One of the key themes in the literature on law and policy in network or information societies is the idea that governments and private institutions are increasingly preoccupied with preventing unwanted behaviour. In addition to the traditional mix of after-the-fact prosecution through sanctions and deterrence of future transgression through the threat of sanction, the contemporary regime of governance, what Jack Balkin calls the “national security state,” adds technologies of prediction and prevention. As anticipated in many science fiction narratives, such as Minority Report, the target of regulation is gradually shifting from past behaviour to future behaviour, from behaviour that has already occurred to behaviour that may occur. While this trend isn’t new, it is becoming more pronounced in many areas of law and policy as digital and genetic techniques and the discourses surrounding them prop up the dream of perfect prediction and prevention.

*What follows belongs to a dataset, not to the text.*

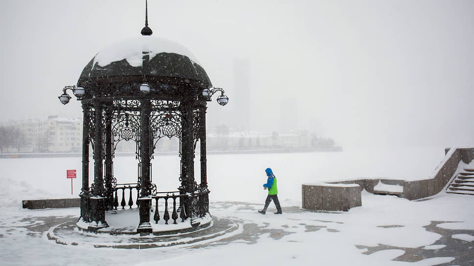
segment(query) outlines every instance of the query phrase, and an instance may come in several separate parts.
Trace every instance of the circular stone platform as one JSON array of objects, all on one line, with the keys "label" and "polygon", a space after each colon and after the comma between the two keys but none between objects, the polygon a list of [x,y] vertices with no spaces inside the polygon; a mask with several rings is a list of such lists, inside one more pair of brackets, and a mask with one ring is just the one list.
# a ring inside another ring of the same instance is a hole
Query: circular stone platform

This week, Public Safety Minister Steven Blaney is asking Canadians to believe him that has looked into (or “scrubbed,” to use the Minority Report term) the future and it is marked by the rise of “radical jihadists.” Bill C-51 is packed full of preventative features, criminalizing the “promotion of terrorism” for example, which has alarmed the Privacy Commissioner and many academics looking into the proposed legislation. The idea here is that there is causal relationship between speaking about hurting or killing people and actual violence. As Blaney puts it, “The Holocaust did not begin in the gas chamber; it began with words.” A crude analogy, even by the often low rhetorical standards of Blaney and company, but Blaney at least makes his point clear: by preventing speech that could be interpreted as promoting harm to Canadians, C-51 will prevent actual harm to Canadians. This is Minority Report-style governance at its finest.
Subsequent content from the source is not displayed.